Another tip to try is to use a higher gear as possible,and try to trickle it off. In future carry some modified bread trays and when parking on grass roll the drive wheels onto these the tyres will not sink in to far,and it gives you some momentum forward to get the weight rolling for when you hit the grass .Hope this helps,i have my mate 'Skip Rat' looking for more supplies as i write this.
Good luck.
Jented


----------



## peribro (Sep 6, 2009)

I'm sure the extra weight on the rear axle will have had an effect but the other matter to consider is the tyre pressures on the front wheels. If you are running with the front tyres inflated towards their maximum pressures then this will certainly adversely affect the handling on wet grass. This link may be of interest http://www.motorcaravanning.com/vehicles/tyres.htm


----------



## cabby (May 14, 2005)

Sounds to me as if you should have reversed off. you will need to carry the bread trays or similar.

cabby


----------



## RichardnGill (Aug 31, 2006)

We rally with our van all year round and more often than not on wet grass.

I have several bread-crate bases which I can make a small road way to get moving on, I also park on these so stop the van sinking in.

I have changed the front tyres to the M&S rated tyres to give more grip and run the front pressures at 65 psi to help with traction.

I also have a set of snow chains for when the above fails, these make a huge difference. But are messy to put on and take off.


Richard...


----------



## EJB (Aug 25, 2007)

For interest:-
My 2002, rear lounge Tracker.
Weighed last year fully loaded.
Front axle 1260Kg.
Rear axle 1750Kg.

There is no way to put more weight at the front!

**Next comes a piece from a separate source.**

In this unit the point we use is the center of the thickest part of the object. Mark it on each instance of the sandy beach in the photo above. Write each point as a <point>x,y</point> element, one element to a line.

The maximum allowed weights are 1650 and 1750.

I've never been stuck but I am extremely careful when on wet grass and occasionally have to rock backwards and forwards to move! :wink:

PS. I use the latest Michelin Agilis camping tyres.


----------



## Jented (Jan 12, 2010)

Hi 
Just read EJB's letter,and we had Michelin Agilis on our PVC renault,a couple of times the ground looked wet and dodgy but we got off OK,so could be worth remembering.
Jented


----------



## Mrplodd (Mar 4, 2008)

Richard

65psi seems VERY high for a front wheel tyre pressure!!

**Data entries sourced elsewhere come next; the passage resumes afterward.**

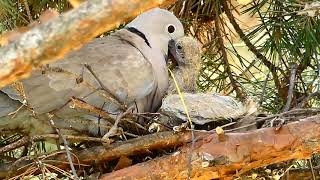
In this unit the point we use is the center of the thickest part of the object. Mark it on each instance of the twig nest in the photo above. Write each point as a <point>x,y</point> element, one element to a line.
<point>204,108</point>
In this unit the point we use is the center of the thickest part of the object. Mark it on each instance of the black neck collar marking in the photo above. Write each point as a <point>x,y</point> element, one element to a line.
<point>139,33</point>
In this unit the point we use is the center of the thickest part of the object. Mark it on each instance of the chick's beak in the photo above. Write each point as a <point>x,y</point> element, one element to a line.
<point>173,53</point>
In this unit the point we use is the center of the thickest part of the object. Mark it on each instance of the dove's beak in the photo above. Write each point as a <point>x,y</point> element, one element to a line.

The higher the pressure the stiffer and more rigid the tyre will be, on a slippery surface this is exactly what you DONT want!!

Serious off roaders often run at very LOW pressures in order to get as much grip as possible.

Chopper

Wet grass is about as slippery as ice so a very high gear and gentle throttle use is what is req. 

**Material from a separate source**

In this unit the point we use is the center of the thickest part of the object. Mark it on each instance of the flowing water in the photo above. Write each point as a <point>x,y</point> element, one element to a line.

If its very slippy I would use third gear, NO throttle and let the clutch up very very VERY slowly. that way the engine management computer will try very very hard not to let the engine stall and it should enable you to just "chug" along untill you get decent traction.


----------



## RichardnGill (Aug 31, 2006)

Mrplodd said:


> Richard
> 
> 65psi seems VERY high for a front wheel tyre pressure!!
> 
> ...


Using a load based calculation for my Vehicle with 225/75R16 tyres and a Axel weight of 2100KGS 65psi is the correct calculation.

Richard


----------



## Otto-de-froste (May 20, 2005)

Centre of Gravity.........

The Tribute has rear wheels right at the back

Our 650 was reasonable on grass and handled very well on fast roads

Previous Bessy E445 and current E460 have long rear overhang, storage behind the rear wheel
They go nowhere when it's even the slightest bit slippery

The Tracker, I understand has a rear kitchen & washroom

Current E460 drive very well, but feels light and floaty at the front even on dry roads

You could try keeping as much stuff as possible in front of the rear wheels when on the road (subject to it being stored safely of course)
Otherwise, as stated by others, try to use higher gears, slip the clutch a bit and no throttle 


Otto


----------



## chopper (May 22, 2005)

thank you to all that have made their comments known.

regards

keith


----------